The exchange program, signed into law by Gov. Jane Dee Hull in March of 2000, allows municipalities to exchange federal Surface Transportation Pro-gram money for state highway user revenues. The municipality receives 90 percent of what would be allocated by the federal government, but in the process avoids having to pay construction and design management costs to the Arizona Department of Transportation, said Oro Valley Public Works Director Bill Jansen.
Under the program, federal funds for road improvements are allocated to PAG and projects are funded based on a priority ranking. PAG distributes the money and the state takes its share of the federal money from PAG, said Tim Ahrens, the agency's transportation finance manager.

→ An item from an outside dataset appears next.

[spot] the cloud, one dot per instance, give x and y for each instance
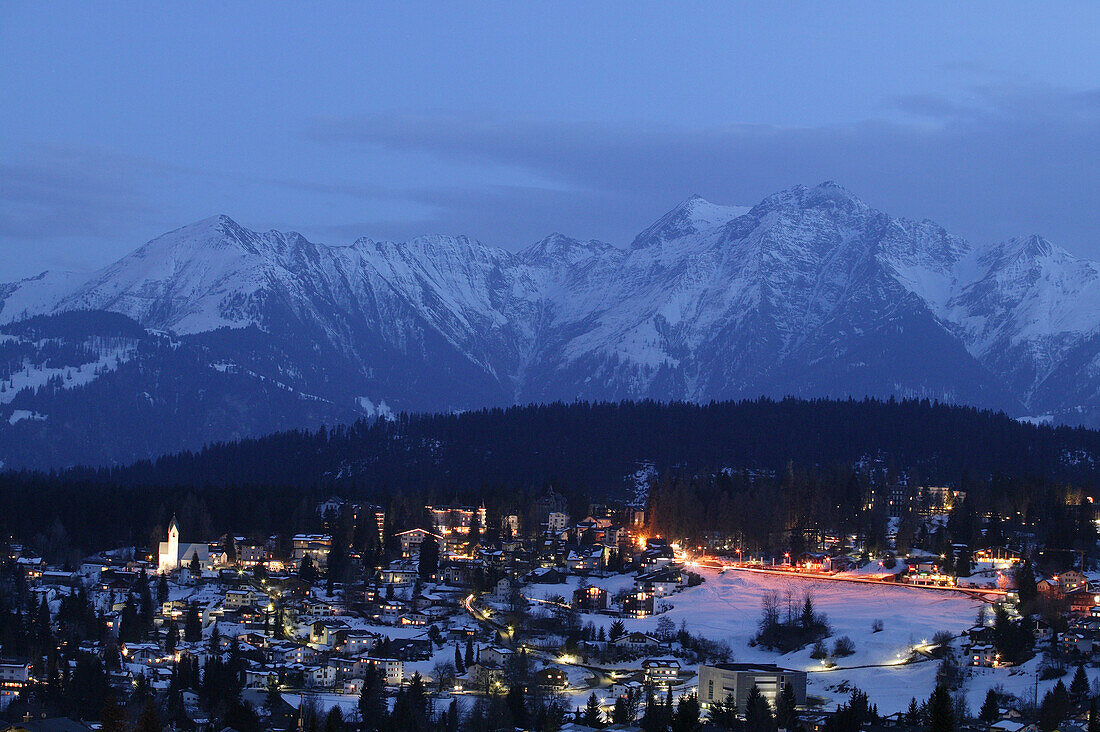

The only project done by Oro Valley under the exchange program thus far has been about $750,000 in paving work on Rancho Vistoso from Oracle Road to Big Wash, Jansen said. Savings from that project totaled more than $100,000 under the exchange program, he said.
"Federal requirements for funding are much more complex and dealing with the state bureaucracy can be extremely time consuming," Jansen said. In addition, "the state often lacks the staff to devote to a project to keep it on a fast track to completion."
The exchange program has been "a tremendous advantage for Oro Valley in that it allows the town to get funding much sooner than if we had to wait for it to arrive through the normal bureaucratic process," agreed Oro Valley Town Manager Chuck Sweet. "It just takes federal budget oversight regulations out of the system," he said.
While Oro Valley may lose 10 cents on the dollar in the exchange, it saves as much as 30 percent by not having to pay ADOT for construction and design management costs, Jansen said.
Also, by being able to manage projects on its own, which Oro Valley is not normally certified to do as Tucson and Pima County can, Oro Valley may be able to shorten construction times by as much as a year or two, Jansen said.
Until Oro Valley's push for the legislation, only rural areas were allowed to make these exchanges, said Ahrens.
Since its passage, Oro Valley has been able to do very well for itself, he said.
In the 2003 fiscal year which began July 1, Oro Valley will receive $3.2 million toward the widening of First Avenue from two to four lanes from Oracle to Tangerine Road and $3.3 million the following year through exchange program, Ahrens said.
This is a major accomplishment since the entire Pima County area is only eligible for up to $5 million a year in exchange funding, he said.
Oro Valley has been very innovative. "They see a good program and they jump on it," Ahrens said.
But as cities and towns become more familiar with the program's advantages, competition can be expected to increase dramatically, he said.
"After all, there's only so much to go around," he said.